Why You Should Copy and Paste

DON’T REPEAT YOURSELF!

It’s a good rule of thumb, but I worry about the number of developers for whom it’s a comforting mantra.

Why is it we should avoid repition in our code? Sustaining the pace of delivery and minimising defects are goals most of us can agree on. Repitition leads to updating the same thing in many places, which can be time consuming and error prone. Therefore we should never repeat ourselves, right? I don’t believe it’s so simple.

What often seems to be ignored are the costs of avoiding repitition. Large companies appear to have huge benefits from being able to spread shared costs, such as HR, yet some start-ups without these apparent efficiencies, but with the ability to change rapidly can overhaul them. The same advantages can be seen in small independent software systems and we should accept that repitition may be a cost worth paying to achieve it.

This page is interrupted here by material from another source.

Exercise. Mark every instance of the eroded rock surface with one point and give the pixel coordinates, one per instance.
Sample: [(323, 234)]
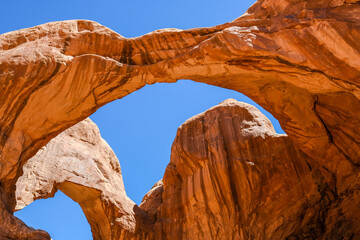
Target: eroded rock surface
[(298, 59), (83, 166), (232, 177)]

Where the instances of the repition occur in close proximity, e.g. within the same function or class, these can be trivial, but as we move out to separate codebases maintained by separate teams, the costs can become prohibitive. Developers who haven’t maintained a library that is a dependency of other systems tend to underestimate the overhead of doing so and presume that it will automatically lead to those systems moving seamlessly in step. The reality is that downstream systems will often overlook an updated library and the assumed benefit in everyone receiving a change never materialises.

An even more fundamental problem that can occur is that what at first appears as repitition can upon further development be revealed as a number of subtly, but importantly different use cases. In these cases attempting to cram both into using the same code can unnecessarily complicate design, impeding delivery speed and increasing the chance of defects.

So what are the critical factors when examining reptition for deciding whether copy and paste is appropriate:

  • Locality – sharing code locally has a much lower overhead than sharing between teams
  • Frequency – dealing with code copied and pasted once is a lot more palatable than doing it five times
  • Scope – the overhead of managing the library or other abstraction to avoid repitition is more likely to be repaid when the scope of repitition is larger
  • Clarity of abstraction – collections of utilities without a single defining theme attract many small changes making them more complex for their consumers to keep up with
  • Implementation maturity – fresh code and especially not yet written code can often appear to involve repitition, but upon closer inspection have different needs

In many cases there are small amounts of code that are useful to two or three different projects, but aren’t on the critical path of those systems. Copying and pasting such code is the responsible thing to do.